Clustering

Version 23.4.8839


Clustering


Clustering allows multiple CData Arc installations to work together, processing the same data with the same configuration. Workloads can be distributed horizontally across clustered Arc installations to improve scalability and ensure availability.

Overview

To take advantage of the high-availability and failover features supported in Arc, the application should be installed on multiple systems within the same server farm (the same cluster). A load balancer then distributes incoming traffic across the multiple systems hosting Arc instances.

Cluster behind a load balancer

When configured for clustering, each Arc installation in the server farm uses the same application configuration, processes data to/from the same locations on disk, and logs transactions in the same database tables.

As a result, multiple instances of the application behave like a single instance, and any particular instance can go down without jeopardizing the performance of the cluster.

Configuring Arc for Clustering

After Arc has been installed on each node within the cluster, each installation should be configured to use the same Application Database and Application Data Directory.

Application Database

Arc uses a database to log transaction history and any errors that occur in the application.

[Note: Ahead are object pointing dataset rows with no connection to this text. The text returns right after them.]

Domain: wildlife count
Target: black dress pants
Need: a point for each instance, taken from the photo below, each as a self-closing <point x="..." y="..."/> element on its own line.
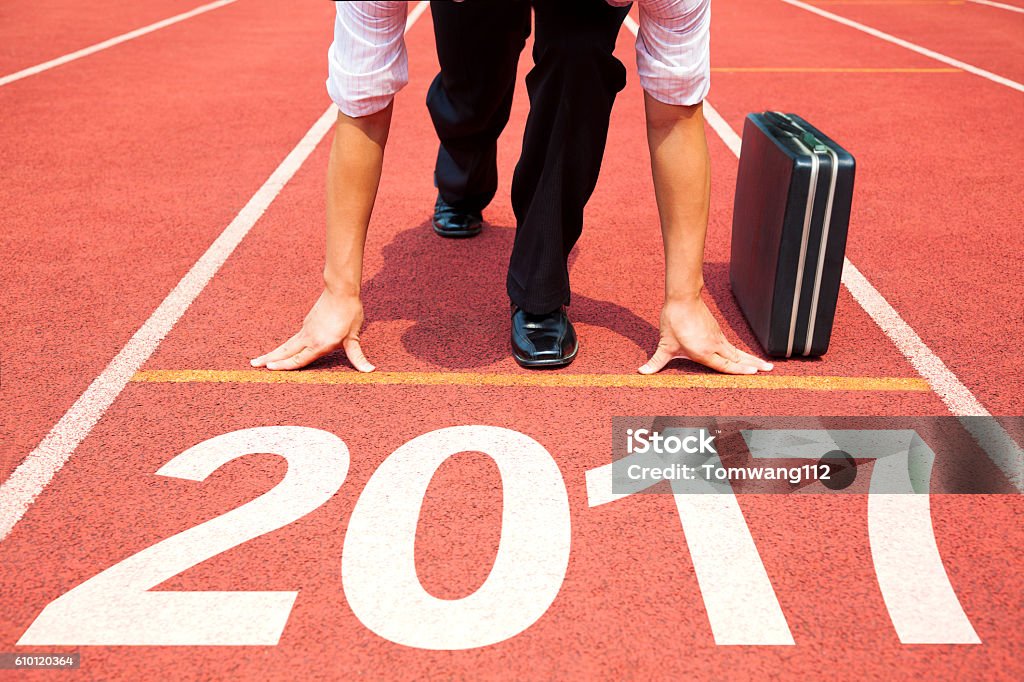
<point x="572" y="86"/>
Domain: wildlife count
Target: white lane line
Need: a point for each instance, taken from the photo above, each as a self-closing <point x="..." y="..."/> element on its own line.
<point x="1000" y="5"/>
<point x="1007" y="454"/>
<point x="33" y="474"/>
<point x="117" y="40"/>
<point x="995" y="78"/>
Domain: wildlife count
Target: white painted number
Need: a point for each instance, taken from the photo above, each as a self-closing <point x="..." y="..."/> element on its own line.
<point x="117" y="607"/>
<point x="913" y="583"/>
<point x="738" y="596"/>
<point x="379" y="564"/>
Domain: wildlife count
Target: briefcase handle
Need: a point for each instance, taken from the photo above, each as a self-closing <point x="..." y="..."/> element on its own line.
<point x="787" y="126"/>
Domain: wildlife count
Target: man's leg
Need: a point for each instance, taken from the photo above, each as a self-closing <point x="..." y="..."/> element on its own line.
<point x="478" y="45"/>
<point x="571" y="88"/>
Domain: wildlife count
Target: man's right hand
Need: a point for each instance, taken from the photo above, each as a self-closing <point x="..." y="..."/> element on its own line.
<point x="334" y="322"/>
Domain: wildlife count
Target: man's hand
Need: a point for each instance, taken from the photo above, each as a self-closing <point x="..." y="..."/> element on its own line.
<point x="689" y="331"/>
<point x="334" y="321"/>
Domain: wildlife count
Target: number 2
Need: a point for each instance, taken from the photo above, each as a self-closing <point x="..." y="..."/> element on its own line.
<point x="118" y="606"/>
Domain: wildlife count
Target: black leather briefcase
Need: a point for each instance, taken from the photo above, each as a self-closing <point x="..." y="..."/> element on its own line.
<point x="788" y="232"/>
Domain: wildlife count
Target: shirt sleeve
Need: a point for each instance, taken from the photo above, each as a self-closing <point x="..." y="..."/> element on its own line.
<point x="674" y="49"/>
<point x="368" y="62"/>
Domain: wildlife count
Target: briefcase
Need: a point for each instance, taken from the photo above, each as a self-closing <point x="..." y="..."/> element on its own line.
<point x="790" y="223"/>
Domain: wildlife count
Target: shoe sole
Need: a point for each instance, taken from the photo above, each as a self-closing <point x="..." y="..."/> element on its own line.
<point x="458" y="235"/>
<point x="546" y="365"/>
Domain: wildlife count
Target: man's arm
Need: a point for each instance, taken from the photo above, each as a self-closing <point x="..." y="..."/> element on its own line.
<point x="353" y="175"/>
<point x="680" y="165"/>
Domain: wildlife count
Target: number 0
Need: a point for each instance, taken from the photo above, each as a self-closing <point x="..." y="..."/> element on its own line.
<point x="379" y="564"/>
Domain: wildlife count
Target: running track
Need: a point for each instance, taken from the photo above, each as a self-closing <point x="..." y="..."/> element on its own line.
<point x="121" y="168"/>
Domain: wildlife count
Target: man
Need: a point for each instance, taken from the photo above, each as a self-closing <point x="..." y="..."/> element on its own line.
<point x="571" y="87"/>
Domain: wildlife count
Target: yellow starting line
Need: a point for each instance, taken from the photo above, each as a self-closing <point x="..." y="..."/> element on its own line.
<point x="549" y="380"/>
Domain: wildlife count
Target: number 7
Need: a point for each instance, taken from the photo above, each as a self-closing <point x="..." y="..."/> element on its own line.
<point x="741" y="604"/>
<point x="914" y="586"/>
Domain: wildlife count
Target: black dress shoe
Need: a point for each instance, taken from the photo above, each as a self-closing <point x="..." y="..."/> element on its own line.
<point x="456" y="223"/>
<point x="543" y="341"/>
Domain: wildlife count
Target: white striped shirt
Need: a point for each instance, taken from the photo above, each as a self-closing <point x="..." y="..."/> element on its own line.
<point x="368" y="61"/>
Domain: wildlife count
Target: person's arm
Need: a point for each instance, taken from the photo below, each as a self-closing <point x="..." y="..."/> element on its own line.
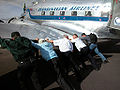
<point x="36" y="45"/>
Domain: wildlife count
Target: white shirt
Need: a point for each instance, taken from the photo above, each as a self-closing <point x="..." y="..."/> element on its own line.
<point x="64" y="44"/>
<point x="79" y="43"/>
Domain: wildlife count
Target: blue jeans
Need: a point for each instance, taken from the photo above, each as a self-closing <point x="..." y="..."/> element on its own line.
<point x="97" y="51"/>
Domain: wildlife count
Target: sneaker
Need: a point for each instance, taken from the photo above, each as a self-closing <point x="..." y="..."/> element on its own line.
<point x="106" y="61"/>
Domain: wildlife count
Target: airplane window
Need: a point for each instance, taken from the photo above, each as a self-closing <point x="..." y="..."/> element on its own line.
<point x="104" y="14"/>
<point x="43" y="13"/>
<point x="88" y="13"/>
<point x="74" y="13"/>
<point x="62" y="13"/>
<point x="51" y="12"/>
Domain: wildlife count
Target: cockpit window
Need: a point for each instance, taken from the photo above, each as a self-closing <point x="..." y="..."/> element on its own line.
<point x="43" y="13"/>
<point x="74" y="13"/>
<point x="51" y="12"/>
<point x="62" y="13"/>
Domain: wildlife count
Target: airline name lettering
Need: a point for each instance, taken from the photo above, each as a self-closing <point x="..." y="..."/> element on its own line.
<point x="72" y="8"/>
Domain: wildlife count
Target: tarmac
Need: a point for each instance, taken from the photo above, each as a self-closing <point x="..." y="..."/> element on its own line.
<point x="107" y="78"/>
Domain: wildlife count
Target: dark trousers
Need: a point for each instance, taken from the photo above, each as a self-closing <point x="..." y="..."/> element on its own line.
<point x="85" y="52"/>
<point x="27" y="76"/>
<point x="69" y="60"/>
<point x="60" y="79"/>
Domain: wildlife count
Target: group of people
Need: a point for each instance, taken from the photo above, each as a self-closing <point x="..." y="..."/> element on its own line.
<point x="22" y="50"/>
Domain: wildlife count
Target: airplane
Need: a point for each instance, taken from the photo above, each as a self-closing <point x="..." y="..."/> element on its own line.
<point x="78" y="16"/>
<point x="73" y="11"/>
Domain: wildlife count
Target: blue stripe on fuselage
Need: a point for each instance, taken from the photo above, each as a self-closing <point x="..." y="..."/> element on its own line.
<point x="72" y="18"/>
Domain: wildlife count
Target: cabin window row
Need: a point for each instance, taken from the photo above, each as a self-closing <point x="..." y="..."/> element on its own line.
<point x="62" y="13"/>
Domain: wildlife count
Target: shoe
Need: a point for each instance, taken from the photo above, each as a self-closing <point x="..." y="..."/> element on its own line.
<point x="106" y="61"/>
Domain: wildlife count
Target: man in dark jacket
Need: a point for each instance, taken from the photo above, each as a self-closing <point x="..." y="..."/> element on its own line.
<point x="21" y="49"/>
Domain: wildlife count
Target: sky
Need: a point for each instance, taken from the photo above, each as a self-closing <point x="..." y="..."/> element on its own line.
<point x="9" y="9"/>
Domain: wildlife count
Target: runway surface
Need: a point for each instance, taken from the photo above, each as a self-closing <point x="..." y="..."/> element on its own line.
<point x="107" y="78"/>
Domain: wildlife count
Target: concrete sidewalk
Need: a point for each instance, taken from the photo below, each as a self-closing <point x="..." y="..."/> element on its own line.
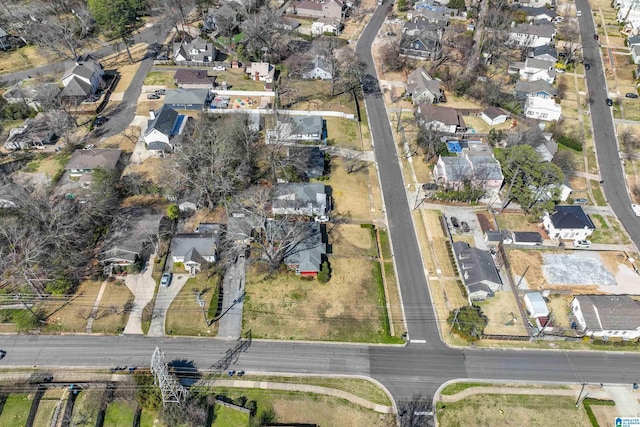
<point x="306" y="388"/>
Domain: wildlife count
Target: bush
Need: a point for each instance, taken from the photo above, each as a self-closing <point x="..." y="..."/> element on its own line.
<point x="325" y="273"/>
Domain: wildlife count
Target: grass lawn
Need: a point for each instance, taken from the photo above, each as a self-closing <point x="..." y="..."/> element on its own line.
<point x="228" y="417"/>
<point x="87" y="406"/>
<point x="343" y="133"/>
<point x="72" y="315"/>
<point x="51" y="165"/>
<point x="16" y="410"/>
<point x="284" y="306"/>
<point x="301" y="408"/>
<point x="184" y="316"/>
<point x="511" y="410"/>
<point x="350" y="191"/>
<point x="500" y="311"/>
<point x="23" y="58"/>
<point x="351" y="240"/>
<point x="147" y="419"/>
<point x="46" y="408"/>
<point x="160" y="78"/>
<point x="111" y="317"/>
<point x="360" y="387"/>
<point x="598" y="195"/>
<point x="119" y="413"/>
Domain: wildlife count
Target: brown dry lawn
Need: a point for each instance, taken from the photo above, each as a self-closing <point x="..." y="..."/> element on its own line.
<point x="343" y="133"/>
<point x="125" y="140"/>
<point x="110" y="317"/>
<point x="500" y="311"/>
<point x="284" y="306"/>
<point x="349" y="240"/>
<point x="23" y="58"/>
<point x="517" y="222"/>
<point x="559" y="305"/>
<point x="153" y="169"/>
<point x="350" y="191"/>
<point x="71" y="316"/>
<point x="512" y="411"/>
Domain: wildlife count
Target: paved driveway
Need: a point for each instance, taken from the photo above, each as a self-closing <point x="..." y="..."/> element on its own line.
<point x="142" y="286"/>
<point x="164" y="298"/>
<point x="230" y="324"/>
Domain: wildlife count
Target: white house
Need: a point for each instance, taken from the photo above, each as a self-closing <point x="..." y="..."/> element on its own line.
<point x="261" y="71"/>
<point x="531" y="35"/>
<point x="536" y="306"/>
<point x="325" y="25"/>
<point x="321" y="70"/>
<point x="568" y="223"/>
<point x="610" y="316"/>
<point x="494" y="116"/>
<point x="442" y="119"/>
<point x="542" y="109"/>
<point x="538" y="69"/>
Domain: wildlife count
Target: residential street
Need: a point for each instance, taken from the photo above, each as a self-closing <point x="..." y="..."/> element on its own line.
<point x="608" y="153"/>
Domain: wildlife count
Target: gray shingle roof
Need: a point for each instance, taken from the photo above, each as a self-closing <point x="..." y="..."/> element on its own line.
<point x="193" y="246"/>
<point x="567" y="217"/>
<point x="163" y="122"/>
<point x="477" y="265"/>
<point x="609" y="312"/>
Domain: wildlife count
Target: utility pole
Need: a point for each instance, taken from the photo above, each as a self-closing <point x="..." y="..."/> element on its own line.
<point x="455" y="321"/>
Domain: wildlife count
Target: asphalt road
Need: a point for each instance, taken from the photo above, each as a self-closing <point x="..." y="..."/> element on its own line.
<point x="419" y="314"/>
<point x="603" y="128"/>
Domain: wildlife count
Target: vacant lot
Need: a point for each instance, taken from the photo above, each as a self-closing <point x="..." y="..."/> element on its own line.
<point x="350" y="191"/>
<point x="352" y="240"/>
<point x="304" y="408"/>
<point x="112" y="314"/>
<point x="512" y="410"/>
<point x="15" y="410"/>
<point x="185" y="316"/>
<point x="284" y="306"/>
<point x="503" y="315"/>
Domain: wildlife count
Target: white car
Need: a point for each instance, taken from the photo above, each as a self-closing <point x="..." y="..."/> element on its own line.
<point x="581" y="244"/>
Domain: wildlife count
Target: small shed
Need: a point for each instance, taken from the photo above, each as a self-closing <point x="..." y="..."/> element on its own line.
<point x="536" y="306"/>
<point x="530" y="238"/>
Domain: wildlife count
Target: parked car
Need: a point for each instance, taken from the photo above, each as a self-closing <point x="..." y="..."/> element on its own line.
<point x="582" y="244"/>
<point x="165" y="280"/>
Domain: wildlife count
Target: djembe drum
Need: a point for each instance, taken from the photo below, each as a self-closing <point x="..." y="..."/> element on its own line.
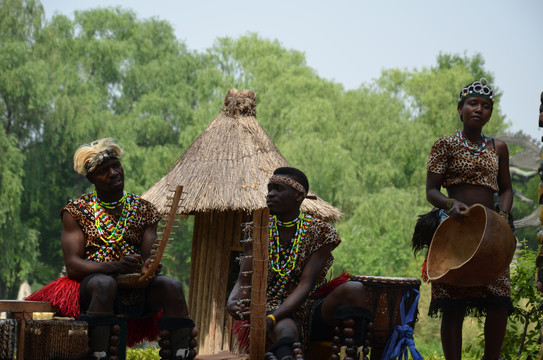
<point x="383" y="297"/>
<point x="471" y="252"/>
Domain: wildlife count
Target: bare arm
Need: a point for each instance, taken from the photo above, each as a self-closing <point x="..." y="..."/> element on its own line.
<point x="73" y="248"/>
<point x="504" y="177"/>
<point x="309" y="277"/>
<point x="436" y="197"/>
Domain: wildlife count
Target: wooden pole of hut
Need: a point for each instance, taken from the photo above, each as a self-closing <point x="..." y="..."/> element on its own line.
<point x="225" y="173"/>
<point x="259" y="283"/>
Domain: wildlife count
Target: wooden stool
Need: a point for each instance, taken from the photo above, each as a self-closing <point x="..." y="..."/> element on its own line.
<point x="22" y="311"/>
<point x="223" y="355"/>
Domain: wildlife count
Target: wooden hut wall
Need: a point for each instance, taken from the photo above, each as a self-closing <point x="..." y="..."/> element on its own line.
<point x="216" y="235"/>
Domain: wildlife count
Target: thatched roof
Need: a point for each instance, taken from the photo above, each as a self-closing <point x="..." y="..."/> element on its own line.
<point x="228" y="166"/>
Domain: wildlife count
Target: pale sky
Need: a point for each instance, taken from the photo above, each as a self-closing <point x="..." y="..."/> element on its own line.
<point x="351" y="41"/>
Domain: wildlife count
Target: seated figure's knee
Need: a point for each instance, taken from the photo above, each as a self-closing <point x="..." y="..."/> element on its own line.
<point x="170" y="287"/>
<point x="102" y="286"/>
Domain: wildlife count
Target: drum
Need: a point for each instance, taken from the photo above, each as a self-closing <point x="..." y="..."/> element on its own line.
<point x="472" y="252"/>
<point x="56" y="339"/>
<point x="383" y="296"/>
<point x="8" y="330"/>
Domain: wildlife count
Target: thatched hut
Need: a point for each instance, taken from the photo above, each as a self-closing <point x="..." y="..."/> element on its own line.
<point x="225" y="174"/>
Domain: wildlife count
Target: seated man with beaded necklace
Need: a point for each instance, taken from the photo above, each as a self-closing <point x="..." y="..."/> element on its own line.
<point x="109" y="232"/>
<point x="300" y="256"/>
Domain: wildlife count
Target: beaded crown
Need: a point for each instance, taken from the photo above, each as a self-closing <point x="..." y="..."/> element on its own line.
<point x="479" y="88"/>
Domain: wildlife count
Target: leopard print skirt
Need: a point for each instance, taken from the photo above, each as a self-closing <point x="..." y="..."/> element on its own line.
<point x="473" y="300"/>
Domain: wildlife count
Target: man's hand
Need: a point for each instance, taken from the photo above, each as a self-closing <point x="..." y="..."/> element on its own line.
<point x="130" y="264"/>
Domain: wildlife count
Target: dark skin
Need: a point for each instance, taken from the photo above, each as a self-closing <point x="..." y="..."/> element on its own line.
<point x="475" y="113"/>
<point x="284" y="202"/>
<point x="162" y="292"/>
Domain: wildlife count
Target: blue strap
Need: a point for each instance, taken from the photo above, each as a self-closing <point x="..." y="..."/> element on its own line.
<point x="401" y="341"/>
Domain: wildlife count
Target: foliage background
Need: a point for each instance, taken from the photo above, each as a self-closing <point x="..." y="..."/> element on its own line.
<point x="105" y="72"/>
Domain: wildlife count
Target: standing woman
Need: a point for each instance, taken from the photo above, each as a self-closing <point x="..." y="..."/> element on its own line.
<point x="473" y="168"/>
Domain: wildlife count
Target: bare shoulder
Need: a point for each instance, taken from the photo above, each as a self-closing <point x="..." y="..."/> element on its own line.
<point x="501" y="147"/>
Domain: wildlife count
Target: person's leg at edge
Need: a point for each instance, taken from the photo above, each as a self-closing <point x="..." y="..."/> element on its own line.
<point x="495" y="324"/>
<point x="451" y="333"/>
<point x="176" y="327"/>
<point x="351" y="293"/>
<point x="284" y="334"/>
<point x="343" y="305"/>
<point x="97" y="298"/>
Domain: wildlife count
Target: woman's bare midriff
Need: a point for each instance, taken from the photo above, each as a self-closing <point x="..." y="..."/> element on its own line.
<point x="472" y="194"/>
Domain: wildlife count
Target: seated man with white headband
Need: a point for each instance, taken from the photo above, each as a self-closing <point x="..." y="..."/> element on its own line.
<point x="108" y="232"/>
<point x="298" y="306"/>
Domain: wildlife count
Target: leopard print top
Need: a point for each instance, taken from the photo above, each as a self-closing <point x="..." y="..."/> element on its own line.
<point x="83" y="214"/>
<point x="450" y="157"/>
<point x="318" y="234"/>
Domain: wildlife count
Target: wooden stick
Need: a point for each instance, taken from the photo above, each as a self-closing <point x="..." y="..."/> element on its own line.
<point x="259" y="283"/>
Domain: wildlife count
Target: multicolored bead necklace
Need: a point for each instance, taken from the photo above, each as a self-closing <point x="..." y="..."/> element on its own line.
<point x="283" y="260"/>
<point x="473" y="150"/>
<point x="112" y="235"/>
<point x="114" y="204"/>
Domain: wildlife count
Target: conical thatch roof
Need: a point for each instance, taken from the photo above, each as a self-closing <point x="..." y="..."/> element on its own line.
<point x="228" y="166"/>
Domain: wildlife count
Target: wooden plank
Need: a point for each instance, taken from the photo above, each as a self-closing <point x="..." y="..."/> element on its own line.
<point x="222" y="284"/>
<point x="200" y="269"/>
<point x="258" y="284"/>
<point x="26" y="306"/>
<point x="206" y="284"/>
<point x="193" y="263"/>
<point x="215" y="297"/>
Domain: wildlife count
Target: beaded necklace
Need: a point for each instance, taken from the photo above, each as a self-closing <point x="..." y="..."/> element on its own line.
<point x="114" y="204"/>
<point x="472" y="149"/>
<point x="283" y="259"/>
<point x="110" y="233"/>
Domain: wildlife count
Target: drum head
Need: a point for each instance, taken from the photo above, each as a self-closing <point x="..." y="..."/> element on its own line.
<point x="471" y="252"/>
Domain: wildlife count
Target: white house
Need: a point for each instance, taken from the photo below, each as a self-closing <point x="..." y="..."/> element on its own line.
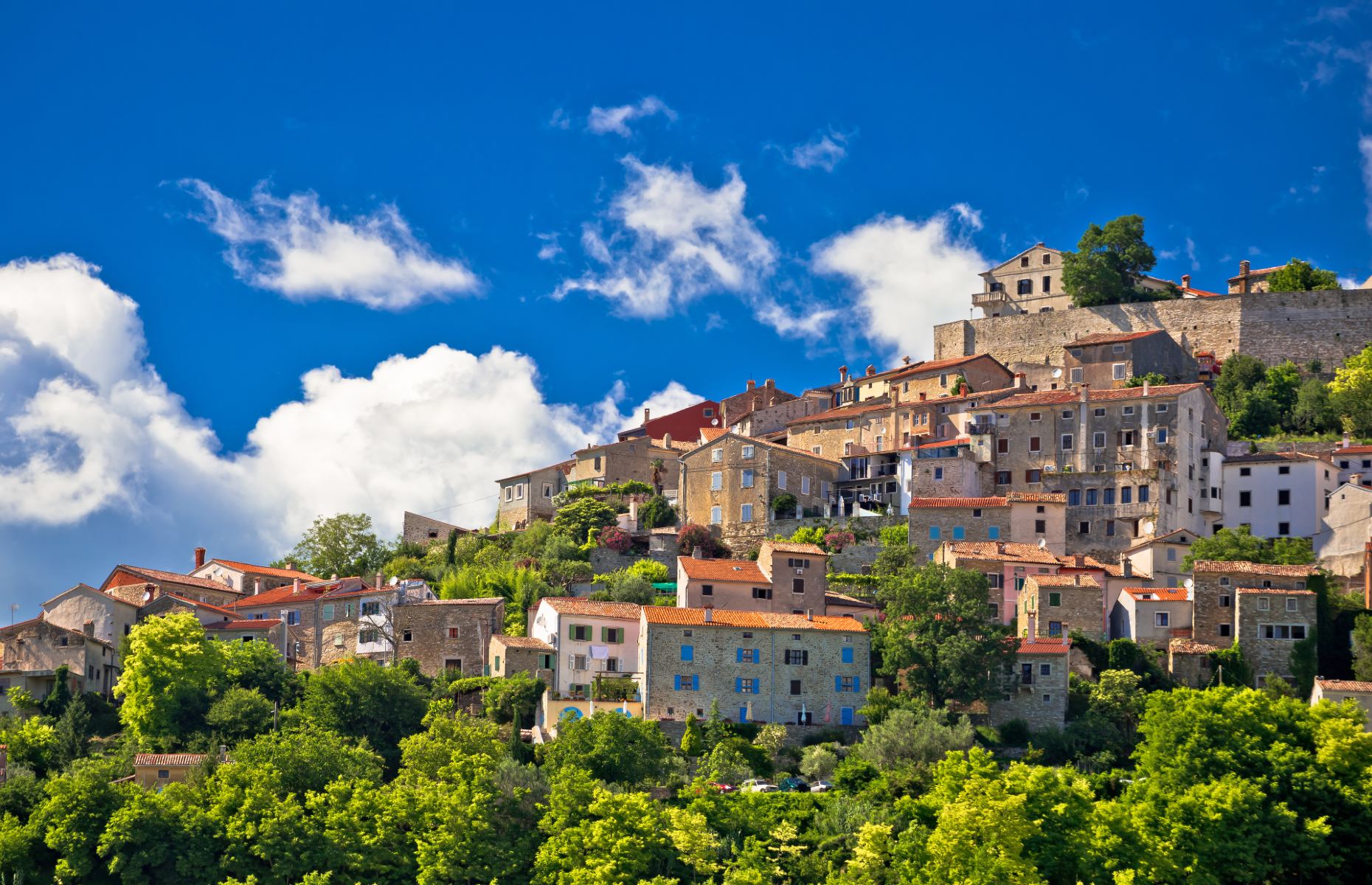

Each instance of Arc should be configured to use the same application database to ensure that all files processed end up consolidated in the database.

Windows Edition

To configure the application database in the Windows edition, the AppDb environment variable must be set to include the appropriate connection string and provider. To accomplish this, modify the Web.Config file in the ‘www’ folder of the installation directory. Within this file is a commented-out XML element called connectionStrings, for example:

<!-- connectionStrings>
  <add 
    name="AppDb" 
    connectionString="server=SQLSERVER_LOCATION;database=DATABASE_NAME;uid=USER_ID;password=PASSWORD;" 
    providerName="System.Data.SqlClient"
  />
</connectionStrings -->

Un-comment this connectionStrings element and set the ‘connectionString’ and ‘providerName’ attributes to the appropriate connection parameters for the desired database. If Arc can successfully establish a connection with this connection string, it will use this database as the application database.

Embedded Java Server

When using the Java edition with the embedded Jetty server, the application database is configured in the arc.xml file found in the “webapp” folder of the installation directory. Within this server configuration file, the APP_DB environment variable must be set to a JDBC connection string containing the appropriate connection parameters for the desired database. For example:

<Call name="setInitParameter">
  <Arg>APP_DB</Arg>
  <Arg>jdbc:mysql:Server=MySQLServer;Port=3306;Database=mysql;User=user;Password=password</Arg>
</Call>

If Arc can successfully establish a connection with the APP_DB connection string, it will use that database as the application database.

External Java Server

When using the Java edition with an external Java servlet (any server other than the Jetty server that is included with the application), the details of configuring the application database depend upon the specific servlet used. Using the syntax appropriate for the specific servlet, one of the following approaches should be used when configuring the server:

  • Define a JNDI datasource to include the connection properties for the target database.
  • Set the APP_DB environment variable to a JDBC connection string.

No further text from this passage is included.